OLEIROS: Visitas Guiadas valorizam património concelhio

A aldeia de Estreito, no concelho de Oleiros, foi palco da primeira rota de visitas guiadas e encenadas promovida pelo Município de Oleiros, no âmbito do projeto Beira Baixa Cultural 2.0. Aconteceu no passado sábado, dia 24 de julho, em plena Festa de N. Senhora da Penha e, como complementa a autarquia oleirense, “numa manhã bastante rica em histórias e memórias que vieram valorizar o património local”. A iniciativa foi ainda brindada com a primeira atuação ao vivo do Grupo de Cavaquinhos do Estreito.
Tendo como guia local Ana Paula Mateus, o grupo partiu à descoberta das tradições da aldeia que se iam desvendando pelo núcleo antigo daquele aglomerado. A Igreja Matriz, o alambique da resina, o património arquitetónico, o linho, o bordado de Castelo Branco, o cruzeiro da Ordem de Malta, o centenário e monumental castanheiro, as típicas cavacas, ou a Torre do Adro, foram alguns dos aspetos destacados, descreve a câmara que refere ainda a disponibilidade da proprietária da casa Torgal Mendes (Maria João Torgal Pedroso) que enquadrou este imóvel, bem como o espólio documental existente, no espaço e no tempo. Ao nível da Igreja Matriz e da Torre, as intervenções do Padre José António Gonçalves vieram complementar toda a informação “de uma forma bastante enriquecedora”.
Ao longo do percurso, o grupo de teatro Váatão recriou algumas situações, onde se incluiu ainda um momento de fado. Os encontros dos namorados na Fonte de S. João, as vivências no lavadouro, a socialização na taberna ou a influência da Ordem de Malta no território, foram alguns dos aspetos abordados de uma forma bastante interativa e animada. As tradições e ofícios de outrora, como a taberna de Luís Abílio, o barbeiro (Jaime Alves), o alfaiate (Amândio Mateus), o caldeireiro/latoeiro (António Miguel Ferreira - já falecido), ou o sapateiro (José Trindade Mateus) foram também destacados, ao longo da Rua Pedro Vasques. A visita ficou valorizada pelos testemunhos na primeira pessoa ou pela partilha das histórias de vida pelos presentes, continua a edilidade oleirense.

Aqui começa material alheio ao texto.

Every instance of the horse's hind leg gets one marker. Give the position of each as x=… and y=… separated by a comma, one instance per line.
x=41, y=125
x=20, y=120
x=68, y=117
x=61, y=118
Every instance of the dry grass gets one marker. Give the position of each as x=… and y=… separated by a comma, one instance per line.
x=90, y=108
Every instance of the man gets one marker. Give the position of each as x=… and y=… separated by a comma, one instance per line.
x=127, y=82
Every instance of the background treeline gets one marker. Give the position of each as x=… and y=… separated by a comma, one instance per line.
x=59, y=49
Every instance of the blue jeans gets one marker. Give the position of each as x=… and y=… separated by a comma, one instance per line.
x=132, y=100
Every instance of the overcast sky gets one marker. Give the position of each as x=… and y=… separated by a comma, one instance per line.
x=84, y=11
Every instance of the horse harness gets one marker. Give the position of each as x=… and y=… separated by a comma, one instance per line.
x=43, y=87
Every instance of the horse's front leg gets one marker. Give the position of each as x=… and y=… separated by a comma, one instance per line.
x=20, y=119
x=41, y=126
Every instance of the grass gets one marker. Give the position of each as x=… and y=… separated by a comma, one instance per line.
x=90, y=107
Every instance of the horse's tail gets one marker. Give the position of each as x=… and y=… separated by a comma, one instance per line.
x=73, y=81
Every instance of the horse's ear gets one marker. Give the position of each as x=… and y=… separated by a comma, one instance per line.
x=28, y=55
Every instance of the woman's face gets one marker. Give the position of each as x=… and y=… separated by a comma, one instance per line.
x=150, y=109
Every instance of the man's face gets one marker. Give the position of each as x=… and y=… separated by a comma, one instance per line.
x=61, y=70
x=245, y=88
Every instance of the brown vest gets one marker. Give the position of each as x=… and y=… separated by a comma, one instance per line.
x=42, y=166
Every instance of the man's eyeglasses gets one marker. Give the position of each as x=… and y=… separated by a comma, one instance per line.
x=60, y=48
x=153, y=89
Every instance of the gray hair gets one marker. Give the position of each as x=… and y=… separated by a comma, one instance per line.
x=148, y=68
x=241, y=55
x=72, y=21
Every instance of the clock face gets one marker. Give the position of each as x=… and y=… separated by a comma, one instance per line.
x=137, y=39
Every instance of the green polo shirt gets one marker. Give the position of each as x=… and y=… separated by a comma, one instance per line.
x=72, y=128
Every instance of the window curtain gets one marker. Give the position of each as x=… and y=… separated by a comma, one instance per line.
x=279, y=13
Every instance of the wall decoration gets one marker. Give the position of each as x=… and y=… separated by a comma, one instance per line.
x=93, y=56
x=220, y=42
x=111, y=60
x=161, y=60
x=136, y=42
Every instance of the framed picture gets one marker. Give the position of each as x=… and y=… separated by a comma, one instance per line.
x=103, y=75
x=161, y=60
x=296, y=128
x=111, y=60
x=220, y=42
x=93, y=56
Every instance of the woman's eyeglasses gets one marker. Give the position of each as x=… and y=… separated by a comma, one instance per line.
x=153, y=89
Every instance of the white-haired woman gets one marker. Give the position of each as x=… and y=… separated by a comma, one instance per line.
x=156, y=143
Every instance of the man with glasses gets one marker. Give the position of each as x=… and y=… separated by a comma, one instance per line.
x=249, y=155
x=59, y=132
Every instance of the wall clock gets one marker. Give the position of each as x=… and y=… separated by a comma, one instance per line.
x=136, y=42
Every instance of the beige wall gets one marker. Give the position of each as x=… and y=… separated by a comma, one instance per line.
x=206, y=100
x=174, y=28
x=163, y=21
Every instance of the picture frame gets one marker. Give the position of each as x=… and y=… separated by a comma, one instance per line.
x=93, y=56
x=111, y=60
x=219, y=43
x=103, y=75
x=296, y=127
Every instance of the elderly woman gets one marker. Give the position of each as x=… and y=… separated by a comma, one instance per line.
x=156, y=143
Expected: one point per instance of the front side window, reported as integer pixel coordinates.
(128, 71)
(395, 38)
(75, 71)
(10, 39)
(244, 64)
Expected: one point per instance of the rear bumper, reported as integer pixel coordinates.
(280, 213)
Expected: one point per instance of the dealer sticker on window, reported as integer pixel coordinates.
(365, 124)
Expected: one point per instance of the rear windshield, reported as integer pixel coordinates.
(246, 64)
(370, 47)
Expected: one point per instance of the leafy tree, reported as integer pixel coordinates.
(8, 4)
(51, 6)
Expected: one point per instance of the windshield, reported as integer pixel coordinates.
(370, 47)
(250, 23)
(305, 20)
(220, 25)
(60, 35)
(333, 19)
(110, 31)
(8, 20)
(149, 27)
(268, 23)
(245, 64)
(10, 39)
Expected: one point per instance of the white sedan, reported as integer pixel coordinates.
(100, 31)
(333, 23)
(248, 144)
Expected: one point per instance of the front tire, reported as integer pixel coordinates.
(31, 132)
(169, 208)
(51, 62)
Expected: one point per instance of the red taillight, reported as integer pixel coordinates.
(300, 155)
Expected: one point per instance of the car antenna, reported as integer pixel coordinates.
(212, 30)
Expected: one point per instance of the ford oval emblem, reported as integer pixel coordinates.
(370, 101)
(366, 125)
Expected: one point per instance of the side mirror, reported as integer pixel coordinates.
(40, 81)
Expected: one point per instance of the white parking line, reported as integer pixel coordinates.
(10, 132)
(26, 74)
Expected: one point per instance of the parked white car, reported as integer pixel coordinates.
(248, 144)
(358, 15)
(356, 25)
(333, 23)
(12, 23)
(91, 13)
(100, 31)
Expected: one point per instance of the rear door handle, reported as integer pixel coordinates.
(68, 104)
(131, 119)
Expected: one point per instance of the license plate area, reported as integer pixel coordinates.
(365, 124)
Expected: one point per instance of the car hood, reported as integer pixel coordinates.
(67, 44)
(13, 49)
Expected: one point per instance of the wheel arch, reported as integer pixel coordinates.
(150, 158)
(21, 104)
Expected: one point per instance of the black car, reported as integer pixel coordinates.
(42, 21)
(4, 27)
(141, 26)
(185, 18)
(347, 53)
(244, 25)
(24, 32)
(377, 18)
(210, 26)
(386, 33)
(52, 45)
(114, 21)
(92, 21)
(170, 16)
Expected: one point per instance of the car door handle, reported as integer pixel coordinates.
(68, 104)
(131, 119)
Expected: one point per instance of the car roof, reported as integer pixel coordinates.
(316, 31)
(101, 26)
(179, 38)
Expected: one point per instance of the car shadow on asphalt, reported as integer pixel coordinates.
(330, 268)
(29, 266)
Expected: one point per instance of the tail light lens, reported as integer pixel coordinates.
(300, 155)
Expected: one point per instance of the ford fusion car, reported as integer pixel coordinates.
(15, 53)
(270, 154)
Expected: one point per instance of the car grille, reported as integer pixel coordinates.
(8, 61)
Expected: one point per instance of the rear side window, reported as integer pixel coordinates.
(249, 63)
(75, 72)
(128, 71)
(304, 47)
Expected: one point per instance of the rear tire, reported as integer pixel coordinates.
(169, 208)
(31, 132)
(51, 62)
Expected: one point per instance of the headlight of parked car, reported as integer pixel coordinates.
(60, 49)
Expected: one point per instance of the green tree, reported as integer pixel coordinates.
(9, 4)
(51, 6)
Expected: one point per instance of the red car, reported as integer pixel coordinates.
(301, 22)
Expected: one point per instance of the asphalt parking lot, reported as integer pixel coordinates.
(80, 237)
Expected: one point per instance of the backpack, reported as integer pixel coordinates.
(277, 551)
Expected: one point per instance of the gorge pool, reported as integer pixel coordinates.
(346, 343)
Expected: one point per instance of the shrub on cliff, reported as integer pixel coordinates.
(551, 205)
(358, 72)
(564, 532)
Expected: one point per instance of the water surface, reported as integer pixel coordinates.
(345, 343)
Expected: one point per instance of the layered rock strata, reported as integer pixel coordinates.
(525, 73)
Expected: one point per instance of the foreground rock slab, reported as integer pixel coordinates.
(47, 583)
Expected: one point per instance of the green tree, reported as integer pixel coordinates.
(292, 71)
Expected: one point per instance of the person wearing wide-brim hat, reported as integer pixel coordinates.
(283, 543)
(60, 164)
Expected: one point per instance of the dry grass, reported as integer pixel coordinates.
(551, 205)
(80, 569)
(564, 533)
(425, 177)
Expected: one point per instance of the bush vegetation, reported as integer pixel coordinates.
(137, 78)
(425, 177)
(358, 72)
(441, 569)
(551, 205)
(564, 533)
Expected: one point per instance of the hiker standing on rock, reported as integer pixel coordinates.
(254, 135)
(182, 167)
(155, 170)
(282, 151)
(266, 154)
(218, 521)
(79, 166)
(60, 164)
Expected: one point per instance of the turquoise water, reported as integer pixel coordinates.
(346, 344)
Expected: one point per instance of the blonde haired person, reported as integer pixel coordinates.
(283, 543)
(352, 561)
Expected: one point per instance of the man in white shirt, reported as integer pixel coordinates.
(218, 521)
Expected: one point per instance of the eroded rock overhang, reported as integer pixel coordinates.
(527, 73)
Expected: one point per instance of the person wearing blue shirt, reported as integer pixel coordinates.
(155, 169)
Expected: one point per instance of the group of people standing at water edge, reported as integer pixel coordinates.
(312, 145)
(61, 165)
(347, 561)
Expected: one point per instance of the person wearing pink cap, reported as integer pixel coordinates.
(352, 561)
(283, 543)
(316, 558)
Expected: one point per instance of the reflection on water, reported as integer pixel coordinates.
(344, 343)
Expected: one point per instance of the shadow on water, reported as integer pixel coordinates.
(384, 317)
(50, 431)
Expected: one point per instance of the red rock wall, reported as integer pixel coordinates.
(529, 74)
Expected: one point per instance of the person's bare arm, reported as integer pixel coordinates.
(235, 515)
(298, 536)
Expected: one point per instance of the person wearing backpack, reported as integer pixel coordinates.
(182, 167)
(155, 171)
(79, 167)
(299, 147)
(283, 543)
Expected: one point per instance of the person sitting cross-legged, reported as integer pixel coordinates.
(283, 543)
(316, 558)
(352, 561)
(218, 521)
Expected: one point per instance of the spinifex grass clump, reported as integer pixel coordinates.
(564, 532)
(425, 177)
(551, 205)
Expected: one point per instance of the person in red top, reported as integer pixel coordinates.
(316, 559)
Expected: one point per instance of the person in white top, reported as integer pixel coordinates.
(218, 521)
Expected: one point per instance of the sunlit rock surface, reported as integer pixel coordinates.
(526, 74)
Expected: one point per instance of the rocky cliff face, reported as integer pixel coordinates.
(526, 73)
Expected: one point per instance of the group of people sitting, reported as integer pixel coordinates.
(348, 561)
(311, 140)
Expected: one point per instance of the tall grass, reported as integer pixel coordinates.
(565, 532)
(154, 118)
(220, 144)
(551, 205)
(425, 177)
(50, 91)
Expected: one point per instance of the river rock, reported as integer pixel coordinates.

A ação terminou com uma produção cénica a cargo do grupo Váatão relacionada com as origens e a história do território. Em redor do secular castanheiro, ao som da concertina, numa dança de roda, os participantes cantaram a Marcha do Estreito. “No final, saiu realçada uma experiência rica em saberes de um povo e na recriação da alma das suas gentes”, adianta a nota autárquica.
Recorde-se que a Rota das Visitas Guiadas e Encenadas, inserida no projeto Beira Baixa Cultural 2.0 cofinanciado no âmbito do Centro 2020, Portugal 2020 e Fundo Europeu de Desenvolvimento Regional da União Europeia, regressa ao concelho de Oleiros no dia 18 de setembro, na Aldeia de Xisto de Álvaro. Os interessados já se podem inscrever na Casa da Cultura de Oleiros, através do 272 680 230 ou presencialmente, até ao dia 10 de setembro. A atividade, tal como a anterior, decorre de acordo com as normas emitidas pela DGS e com limite de participações. A sua realização poderá ser reavaliada se a atual situação pandémica se alterar.